The biggest challenge Bottas has faced is not Hamilton, but his own team sabotaging him on a regular basis to ensure he stays #2 to Hamilton, who obviously has a problem with having competitive teammates (as he has had drama with literally every teammate who was on his level). Hamilton is the real reason there is not youth (or talent) in the second seat at Mercedes, because they could have had Ocon, Vandoorne, Russell, Verstappen — or hell — even Alonso or Button in a seat; all who could be challenging Hamilton for the win every race weekend. But I don’t think Bottas is naturally as weak of a driver as he seems — between Mercedes constantly sabotaging his race strategies and Hamilton’s non-stop condescending remarks about him, I think he has been beaten to a pulp and turned into the pathetic driver we now see every race weekend. It’s what Mercedes want to keep Hamilton pleased. It’s really quite sad, and when you think about this, it makes Hamilton’s hyper-inflated stats feel even more flat than they already did before; more so than even Schumacher at Benneton or Ferrari, which is saying a hell of a lot.

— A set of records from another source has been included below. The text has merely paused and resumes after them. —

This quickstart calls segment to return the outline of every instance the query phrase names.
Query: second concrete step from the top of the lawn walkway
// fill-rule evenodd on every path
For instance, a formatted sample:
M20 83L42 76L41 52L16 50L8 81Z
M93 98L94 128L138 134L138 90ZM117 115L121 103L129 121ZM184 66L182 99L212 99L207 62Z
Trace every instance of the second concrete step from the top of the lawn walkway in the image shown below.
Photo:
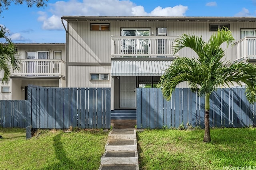
M135 151L137 150L136 139L109 139L105 145L106 151Z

Mercedes have good reason and no disincentive to ensure Bottas finishes no worse than second, but he often finishes far further back, being overtaken by drivers of other teams.
In his one Mercedes drive Russell overtook Bottas twice, before the team ruined his day: were Merecedes determined to sabotage *both* of their own drivers in that race?
I don’t know, but it sure seemed like it. Why was Hamilton texting with the team strategists during the race (yet he couldn’t send a “congrats” text to Russell)?
And it sure seems like they do everything they can to make sure Bottas does not win, even if it means screwing his strategy up to the point where he finishes outside of the podium.
I agree that the team are obstructive to Bottas, one time last season when he pitted after Hamilton and wanted to go onto the opposite tyre strategy they refused him and then after the race Wolff went on telly and said, “We don’t do that here, we race fair between the drivers”. Yet both before and since that occasion Hamilton has been allowed to use the other tyre to gain advantage. It is blatant favouritism and tantamount to race-fixing.
However, having said that, Bottas’s inability to use such a dominant car in battle with the rest of the field, where he often gets stuck behind slower cars, plus the glaring insufficiency of his win ratio, nine in over four seasons, when compared to Rosberg’s twenty-one in three seasons in the dominant hybrid car, shows that he just doesn’t merit such a drive. Rosberg himself was no world-beater, outwith his time in the unbeatable Mercedes he was rarely anywhere neaer the sharp end, yet his record is still in another league to that of Bottas.
As you say, the lack of a decent opponent in the only car capable of winning titles has grossly inflated Hamilton’s statistics, but even more importantly it has been an insult to the sport and its fans that Mercedes, and specifically Wolff, have failed to provide a genuine contest for the drivers’ title throughout this hybrid era.